3.Induction of Emesis:

  • Do not induce emesis if the patient is experiencing or is at the risk of CNS depression, seizures, or at the loss of gag reflux, or if the patient has ingested a caustic substance or a hydrocarbon with high aspiration potential such as gasoline.

Administration:

  1. Induce emesis only with syrup of ipecac. Salt, water, mustard water, or other home remedies or gagging have no place in the management of the poisoned patient.

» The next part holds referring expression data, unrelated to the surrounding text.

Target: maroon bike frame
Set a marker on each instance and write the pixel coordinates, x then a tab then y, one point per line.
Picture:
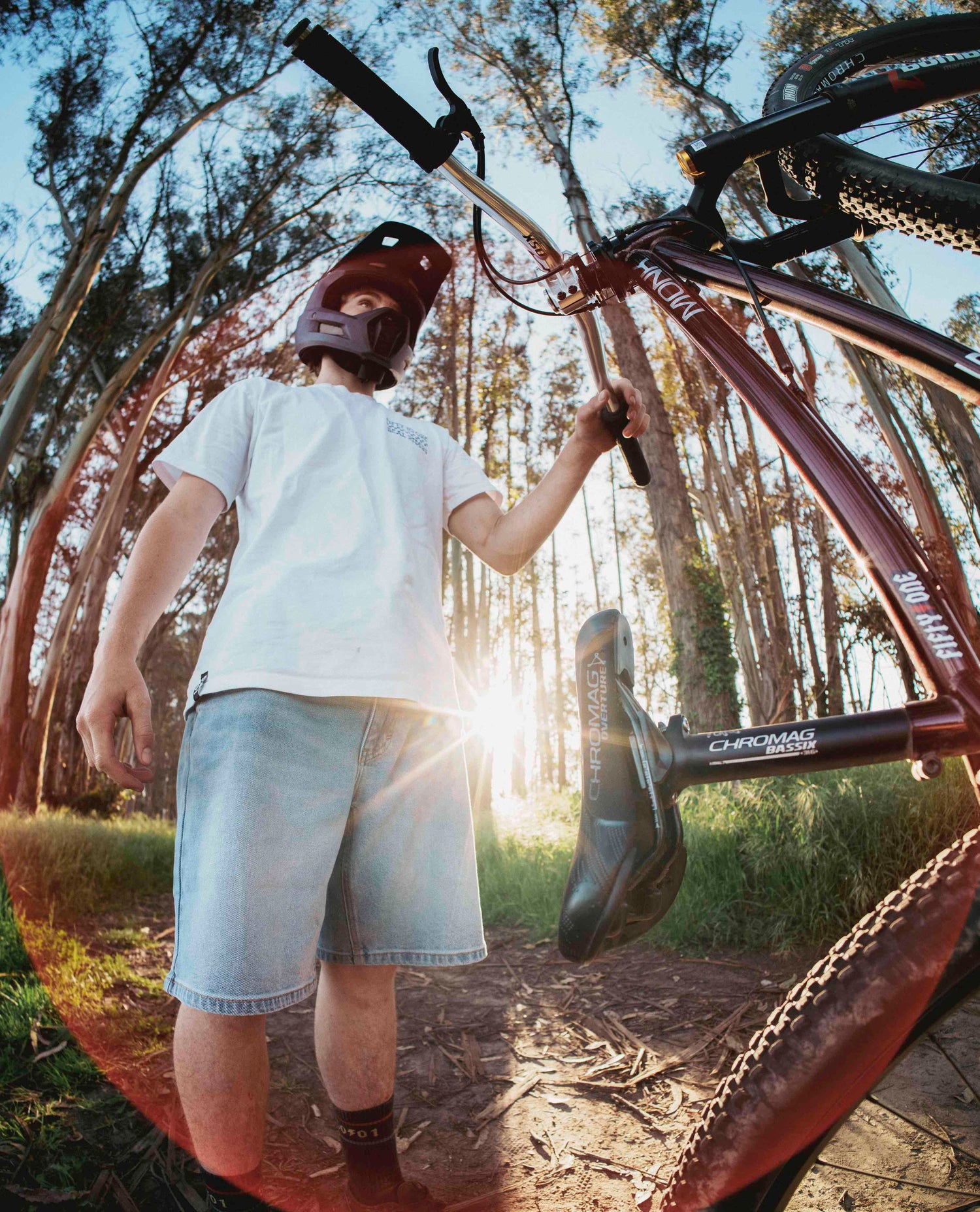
947	723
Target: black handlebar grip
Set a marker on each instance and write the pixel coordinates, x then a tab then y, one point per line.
332	61
632	452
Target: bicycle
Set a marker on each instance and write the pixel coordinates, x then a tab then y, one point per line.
917	955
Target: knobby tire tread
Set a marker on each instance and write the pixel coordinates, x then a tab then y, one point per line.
889	195
906	940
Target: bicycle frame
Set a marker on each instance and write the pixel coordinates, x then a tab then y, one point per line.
947	724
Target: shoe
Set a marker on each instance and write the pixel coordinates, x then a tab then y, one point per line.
408	1194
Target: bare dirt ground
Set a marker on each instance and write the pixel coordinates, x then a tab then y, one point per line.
529	1083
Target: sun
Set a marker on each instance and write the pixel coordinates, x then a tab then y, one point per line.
493	719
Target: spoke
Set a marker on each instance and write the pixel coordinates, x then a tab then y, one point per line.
877	135
900	1182
967	1081
943	143
922	1128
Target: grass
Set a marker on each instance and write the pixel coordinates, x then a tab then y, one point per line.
773	864
61	1122
74	866
58	1118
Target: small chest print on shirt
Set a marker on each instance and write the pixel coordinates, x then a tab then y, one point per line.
414	435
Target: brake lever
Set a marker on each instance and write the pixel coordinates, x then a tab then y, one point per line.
461	119
615	421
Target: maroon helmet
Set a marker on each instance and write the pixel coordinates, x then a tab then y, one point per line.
376	346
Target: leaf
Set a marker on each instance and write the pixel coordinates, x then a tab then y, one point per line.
499	1104
50	1053
330	1170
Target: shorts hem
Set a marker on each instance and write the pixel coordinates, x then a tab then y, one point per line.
410	959
215	1005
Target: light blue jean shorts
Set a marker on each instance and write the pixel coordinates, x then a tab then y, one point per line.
316	828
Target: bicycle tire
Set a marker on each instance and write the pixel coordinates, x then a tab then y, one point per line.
930	206
832	1038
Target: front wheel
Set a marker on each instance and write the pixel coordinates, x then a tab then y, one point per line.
917	172
889	979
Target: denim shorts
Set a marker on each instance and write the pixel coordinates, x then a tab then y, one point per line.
316	828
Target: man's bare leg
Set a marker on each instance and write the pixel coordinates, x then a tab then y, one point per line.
355	1033
355	1049
221	1066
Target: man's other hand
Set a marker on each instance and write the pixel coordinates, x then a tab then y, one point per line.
590	429
116	689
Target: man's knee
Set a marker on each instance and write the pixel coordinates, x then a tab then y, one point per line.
360	982
191	1021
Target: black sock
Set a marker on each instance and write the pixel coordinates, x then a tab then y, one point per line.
231	1193
371	1152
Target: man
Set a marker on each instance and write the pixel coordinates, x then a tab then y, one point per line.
323	804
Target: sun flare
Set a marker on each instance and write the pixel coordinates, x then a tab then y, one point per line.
493	719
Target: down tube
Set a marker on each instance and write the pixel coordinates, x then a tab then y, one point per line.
910	591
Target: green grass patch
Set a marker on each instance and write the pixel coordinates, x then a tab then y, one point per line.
75	867
54	1111
789	862
773	864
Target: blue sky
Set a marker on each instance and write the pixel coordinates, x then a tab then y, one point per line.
628	148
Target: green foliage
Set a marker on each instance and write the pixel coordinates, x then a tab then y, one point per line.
789	862
772	864
714	635
54	1111
964	323
67	866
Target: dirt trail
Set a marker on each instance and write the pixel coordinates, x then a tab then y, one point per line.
604	1068
529	1083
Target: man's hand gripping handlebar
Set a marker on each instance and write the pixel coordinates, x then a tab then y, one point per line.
432	148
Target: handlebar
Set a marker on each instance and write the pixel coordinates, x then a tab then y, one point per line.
332	61
432	148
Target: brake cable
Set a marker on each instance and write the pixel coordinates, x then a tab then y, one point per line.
770	335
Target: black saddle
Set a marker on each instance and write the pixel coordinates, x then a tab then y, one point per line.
630	856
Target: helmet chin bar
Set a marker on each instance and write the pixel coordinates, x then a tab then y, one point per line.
374	346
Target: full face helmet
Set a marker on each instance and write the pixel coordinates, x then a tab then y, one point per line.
376	346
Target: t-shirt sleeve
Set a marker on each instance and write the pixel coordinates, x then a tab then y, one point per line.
463	478
215	445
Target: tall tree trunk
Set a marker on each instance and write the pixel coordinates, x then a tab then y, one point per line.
99	564
20	612
950	410
546	757
702	644
817	673
591	547
831	616
22	380
519	758
563	775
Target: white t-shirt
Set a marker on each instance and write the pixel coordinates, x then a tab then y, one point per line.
335	587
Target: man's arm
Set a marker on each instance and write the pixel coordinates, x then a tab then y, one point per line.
161	558
508	541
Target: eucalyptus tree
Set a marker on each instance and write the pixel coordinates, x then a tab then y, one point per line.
530	56
262	206
122	88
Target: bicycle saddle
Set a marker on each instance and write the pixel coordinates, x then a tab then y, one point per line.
629	857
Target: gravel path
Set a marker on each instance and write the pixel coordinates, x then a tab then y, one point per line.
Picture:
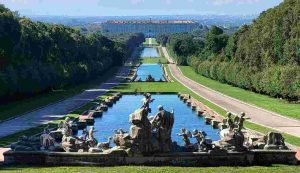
57	110
257	115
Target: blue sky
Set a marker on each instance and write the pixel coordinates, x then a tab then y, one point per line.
138	7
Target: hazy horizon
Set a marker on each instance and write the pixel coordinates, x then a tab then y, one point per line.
94	8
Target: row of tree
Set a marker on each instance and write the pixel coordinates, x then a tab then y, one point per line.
36	57
263	57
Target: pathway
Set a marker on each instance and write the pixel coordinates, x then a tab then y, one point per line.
257	115
57	110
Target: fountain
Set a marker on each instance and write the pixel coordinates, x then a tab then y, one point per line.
149	142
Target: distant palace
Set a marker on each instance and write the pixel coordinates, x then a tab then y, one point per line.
149	28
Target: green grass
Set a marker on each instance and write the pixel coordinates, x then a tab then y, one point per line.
5	141
282	107
147	169
20	107
154	60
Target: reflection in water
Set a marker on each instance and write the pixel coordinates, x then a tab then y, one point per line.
118	117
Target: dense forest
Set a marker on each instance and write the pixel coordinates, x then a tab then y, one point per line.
37	57
263	57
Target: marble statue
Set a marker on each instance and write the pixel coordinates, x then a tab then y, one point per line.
104	145
232	138
162	124
274	141
185	134
150	79
203	144
146	102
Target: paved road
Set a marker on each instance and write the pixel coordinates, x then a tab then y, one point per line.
257	115
60	109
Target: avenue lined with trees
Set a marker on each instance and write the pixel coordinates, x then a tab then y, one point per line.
263	57
37	57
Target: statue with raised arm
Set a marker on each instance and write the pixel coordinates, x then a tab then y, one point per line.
146	102
163	123
186	135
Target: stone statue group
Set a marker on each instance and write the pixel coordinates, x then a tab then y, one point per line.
147	135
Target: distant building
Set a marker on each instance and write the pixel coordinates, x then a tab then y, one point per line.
149	28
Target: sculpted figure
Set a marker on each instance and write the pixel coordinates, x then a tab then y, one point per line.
240	123
150	79
274	141
163	123
230	122
92	140
146	102
46	139
185	136
104	145
203	143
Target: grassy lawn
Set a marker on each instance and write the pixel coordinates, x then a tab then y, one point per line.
151	87
154	87
20	107
146	169
282	107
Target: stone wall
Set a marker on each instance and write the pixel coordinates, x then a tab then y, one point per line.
256	157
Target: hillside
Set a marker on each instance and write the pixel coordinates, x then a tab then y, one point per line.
37	57
263	57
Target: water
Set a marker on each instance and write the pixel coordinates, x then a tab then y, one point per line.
155	70
150	52
118	117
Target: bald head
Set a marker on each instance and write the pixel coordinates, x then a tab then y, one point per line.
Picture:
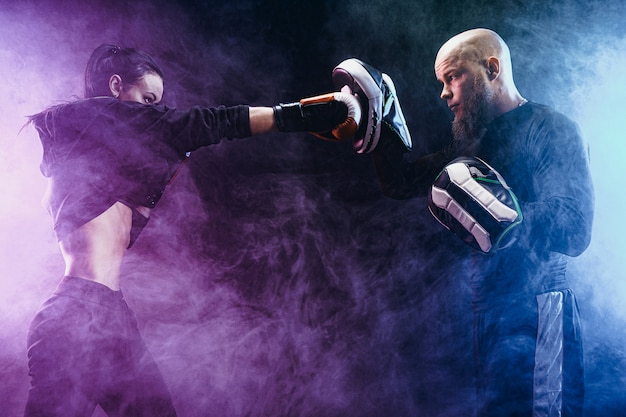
478	46
474	62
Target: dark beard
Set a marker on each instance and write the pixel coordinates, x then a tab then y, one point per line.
475	114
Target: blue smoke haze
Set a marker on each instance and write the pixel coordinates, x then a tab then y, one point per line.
274	277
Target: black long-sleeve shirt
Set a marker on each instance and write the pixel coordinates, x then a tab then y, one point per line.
99	151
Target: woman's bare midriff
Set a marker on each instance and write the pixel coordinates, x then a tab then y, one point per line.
95	250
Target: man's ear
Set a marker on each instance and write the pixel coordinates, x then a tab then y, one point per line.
493	67
115	85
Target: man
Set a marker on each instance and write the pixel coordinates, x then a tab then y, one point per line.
527	343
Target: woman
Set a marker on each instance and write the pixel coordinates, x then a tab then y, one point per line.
108	159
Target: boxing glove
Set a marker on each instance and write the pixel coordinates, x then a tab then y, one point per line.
333	116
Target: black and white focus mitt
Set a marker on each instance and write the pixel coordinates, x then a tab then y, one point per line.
472	200
382	115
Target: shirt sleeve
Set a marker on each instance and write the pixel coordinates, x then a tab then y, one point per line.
559	216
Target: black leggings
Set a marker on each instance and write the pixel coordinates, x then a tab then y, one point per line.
84	350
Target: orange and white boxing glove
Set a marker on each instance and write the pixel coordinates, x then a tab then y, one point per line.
333	116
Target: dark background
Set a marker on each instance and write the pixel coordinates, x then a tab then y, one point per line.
274	278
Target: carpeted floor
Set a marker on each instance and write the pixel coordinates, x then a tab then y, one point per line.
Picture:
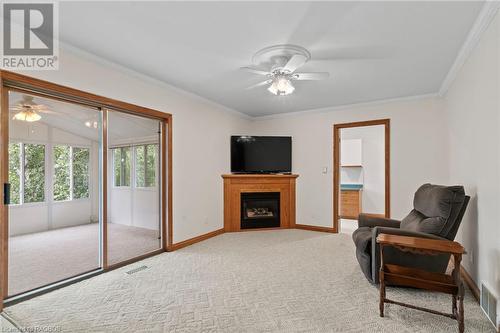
263	281
45	257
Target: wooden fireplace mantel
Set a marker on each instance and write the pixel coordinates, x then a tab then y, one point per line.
235	184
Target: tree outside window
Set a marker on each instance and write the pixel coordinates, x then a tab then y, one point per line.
145	165
15	173
121	164
81	159
34	173
62	179
71	173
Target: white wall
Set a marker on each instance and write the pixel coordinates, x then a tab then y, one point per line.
418	152
372	173
201	132
472	107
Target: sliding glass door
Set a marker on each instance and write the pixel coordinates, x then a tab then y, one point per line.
53	172
133	186
85	188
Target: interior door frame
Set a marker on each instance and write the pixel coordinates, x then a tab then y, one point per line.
18	82
336	164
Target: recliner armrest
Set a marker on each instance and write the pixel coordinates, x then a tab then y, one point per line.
393	255
401	232
365	220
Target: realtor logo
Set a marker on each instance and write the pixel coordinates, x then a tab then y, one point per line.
30	40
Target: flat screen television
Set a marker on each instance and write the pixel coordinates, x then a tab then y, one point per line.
261	154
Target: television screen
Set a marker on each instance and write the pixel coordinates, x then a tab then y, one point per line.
261	154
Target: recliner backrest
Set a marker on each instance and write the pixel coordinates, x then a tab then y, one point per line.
437	210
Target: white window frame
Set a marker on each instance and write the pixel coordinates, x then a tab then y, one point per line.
156	166
22	160
71	188
133	168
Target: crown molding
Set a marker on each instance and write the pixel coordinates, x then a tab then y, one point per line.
483	20
146	78
348	106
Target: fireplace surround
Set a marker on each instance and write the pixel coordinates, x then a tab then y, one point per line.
260	210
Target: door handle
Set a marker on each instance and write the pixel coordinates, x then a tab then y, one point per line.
6	194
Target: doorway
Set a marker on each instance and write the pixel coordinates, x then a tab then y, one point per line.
63	154
361	177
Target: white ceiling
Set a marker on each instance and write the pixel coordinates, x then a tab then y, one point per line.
373	50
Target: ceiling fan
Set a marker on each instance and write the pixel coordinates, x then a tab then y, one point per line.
27	110
283	61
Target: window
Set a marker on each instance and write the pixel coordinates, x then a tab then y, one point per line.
145	166
71	173
81	159
62	180
121	165
26	172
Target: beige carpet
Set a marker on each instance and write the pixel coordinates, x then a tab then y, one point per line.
267	281
45	257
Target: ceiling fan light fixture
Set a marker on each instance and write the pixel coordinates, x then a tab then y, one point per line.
27	115
281	86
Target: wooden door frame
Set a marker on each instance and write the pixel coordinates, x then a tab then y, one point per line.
22	83
336	164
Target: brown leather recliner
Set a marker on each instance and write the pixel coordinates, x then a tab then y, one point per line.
437	213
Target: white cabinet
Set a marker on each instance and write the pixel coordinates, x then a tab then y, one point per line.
351	152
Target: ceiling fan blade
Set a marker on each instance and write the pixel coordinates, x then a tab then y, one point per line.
48	111
311	76
255	71
263	83
295	62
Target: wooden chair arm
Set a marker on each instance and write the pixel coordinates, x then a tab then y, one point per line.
421	244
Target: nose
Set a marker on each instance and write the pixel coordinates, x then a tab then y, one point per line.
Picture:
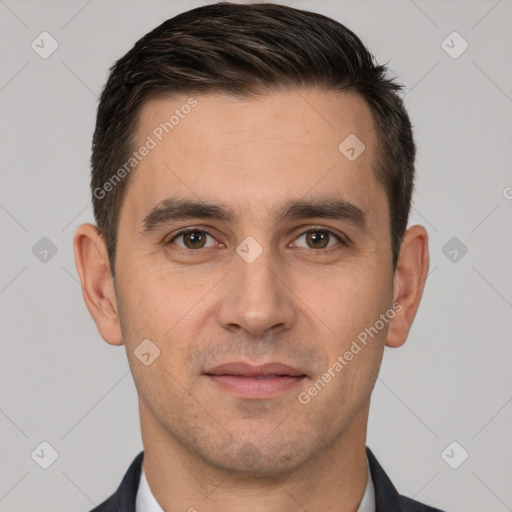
258	297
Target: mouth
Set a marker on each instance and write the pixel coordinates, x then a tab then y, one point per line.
255	382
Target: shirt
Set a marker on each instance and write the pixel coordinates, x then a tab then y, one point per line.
146	502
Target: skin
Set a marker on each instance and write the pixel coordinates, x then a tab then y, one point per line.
296	303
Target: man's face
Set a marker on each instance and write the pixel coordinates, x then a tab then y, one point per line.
264	284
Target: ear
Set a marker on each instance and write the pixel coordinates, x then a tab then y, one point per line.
409	281
93	267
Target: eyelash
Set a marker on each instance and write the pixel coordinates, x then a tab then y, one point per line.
310	229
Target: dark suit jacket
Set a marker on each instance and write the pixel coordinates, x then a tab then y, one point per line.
387	498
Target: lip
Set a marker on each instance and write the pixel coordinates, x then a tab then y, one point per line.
255	382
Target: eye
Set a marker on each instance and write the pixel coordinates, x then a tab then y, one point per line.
192	239
319	239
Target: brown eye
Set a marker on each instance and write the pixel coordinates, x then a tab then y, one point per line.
319	239
193	239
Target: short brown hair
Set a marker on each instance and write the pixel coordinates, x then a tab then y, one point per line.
246	50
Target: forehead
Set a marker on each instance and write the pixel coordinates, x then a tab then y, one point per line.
255	153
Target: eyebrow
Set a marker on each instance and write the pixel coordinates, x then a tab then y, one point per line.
176	209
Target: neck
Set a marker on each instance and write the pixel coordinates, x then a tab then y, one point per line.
181	480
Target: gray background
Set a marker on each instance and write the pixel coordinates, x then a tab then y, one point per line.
62	384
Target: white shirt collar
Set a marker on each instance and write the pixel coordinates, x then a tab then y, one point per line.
146	502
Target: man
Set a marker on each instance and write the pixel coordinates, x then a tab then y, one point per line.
252	173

These techniques are ineffective and can be dangerous.
  2. The usual initial dose of syrup of ipecac is 30mL in persons older than 12 years; 15mL in children 1-12 years old; and 10mL in children between the age of 6 months to 1 year.
  3. Give the patient the additional water to drink: 125-250mL in children; 250-500mL in adults. Activated charcoal should not be given until after ipecac-induced emesis has occurred.
  4. Emesis usually occurs within 15-20 minutes. If 30 minutes have passed without emesis, administer an additional dose of syrup of ipecac and more water.
  5. Have the patient vomit into the bowl or other container so that the vomitus can be inspected for the presence of the ingested toxin.



4.WholeBowel Irrigation:

  • Whole-bowel irrigation with an orally administered polyethylene glycol electrolyte solution is commonly used before bowel procedures.
  • It has drawn attention as an alternative to other methods of GI decontamination in the management of acute poisoning. 
  • Results of studies are promising, and the technique may have value in cases of ingestion of iron, enteric-coated or sustained-release products, foreign products, and drug-smuggling packets.
  • Instillation rates have ranged from 500mL/hr. in children to 2L/hr. in adults.
  • Typically, 4-6 L of fluid is administered.
  • The endpoint is clearing of the rectal effluent.

Contraindication: to the whole-bowel irrigation are present vomiting, adynamic ileus, bowel obstruction or perforation, and GI hemorrhage.